SAS
Introduction¶
A SAS node allows the integration of a batch SAS program with other VOR Stream nodes. Like other VOR Stream nodes, a SAS node takes input streams of data and produces streams of data. If the data being fed to the SAS program is partitionable, then the SAS node can be partitioned in three ways:
-
Break the input data into pieces and process the pieces sequentially. This allows subsequent nodes to begin working on the output while the SAS node processes the next partitions.
-
Break the input data into pieces and process them in parallel. This allows for the use of multiple threads or multiple machines. As individual partitions are completed, the results are passed to subsequent nodes without waiting for other threads to complete.
-
A combination of 1 and 2 can be used.
The partitioning of a SAS node helps the node behave less sequential and improves parallel processing. Other nodes downstream from a SAS node can work on completed partitions in parallel with the SAS node.
Partition Requirements¶
To be partitionable, the SAS program must meet the following criterion:
-
The SAS program cannot require all the input data to be present at once. This only applies to the partitioned data and not to the other input data. This criteria is necessary for both 1 and 2 above.
-
For parallel processing (2), intermediate and final data must be written to and read from the WORK library. Any program that locks data that another process would either read or write from would disallow the use of parallel processing.
-
The order of the result data must not be required. This is only a restriction for parallel processing.
Creating SAS Nodes¶
The method of creating nodes is through Stream Files. This file would require the typical process name, input node, and output node declarations, in addition to the sas node declaration. The SAS node sections are detailed in the Process - SAS Statements section.

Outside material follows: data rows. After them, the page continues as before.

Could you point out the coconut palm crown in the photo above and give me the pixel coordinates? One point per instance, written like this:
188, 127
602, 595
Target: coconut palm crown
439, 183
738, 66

An example of a SAS stream file is:
name sas
in input.csv -> input
// This is a SAS Node
sas input -> (ds = a part=10)
(ds=outds part) -> outputsas
sasWork = ( "/tmp/saswork", "/mount2/saswork" )
sasFile= "part.sas"
getdyn = fact1, fact2
getsig = signal1
scenariods = work.scen
framework = PD
name=saspart
out outputsas -> ans.csv
where
-
ds - Source or destination SAS data set. Multiple destination and source desitionations can be specified. Two level SAS names are allowed but the use of the WORK libref is recommended.
-
part - Designates an input or output partitioned data set. For input data sets, there can only be one that is partitioned. The optional number specified with the partion indicates how many observations to include in each partition. For output data sets, the partition option designates that the output should be appended to the other partitions.
-
saswork - Optional list of locations for SAS work. Each thread will be assigned a work directory in a round robin fashion.
-
sasfile - The SAS program to run. The sasFile option can have an explicit path to the SAS program or a path relative to the playpen directory.
-
getdyn - Optional list of dynamic facts the SAS node needs. The node will wait for the facts to be available before running. The facts will be assigned to macro variables of the same name.
-
getsig - Optional list of signals that he the SAS node waits on. The node will wait for the signals to be sent before running. This can be used to synchronize the SAS node with other nodes.
-
scenariods - Optional name of the data set to put the current scenario set in. The scenario data set will have scenario, the scenario name, and date variables as well as all of the provided risk factors. Some of the risk factor names could have embedded spaces. These variables should be accessed as n-literals in SAS.
-
framework - Optional name of the modeling framework to use.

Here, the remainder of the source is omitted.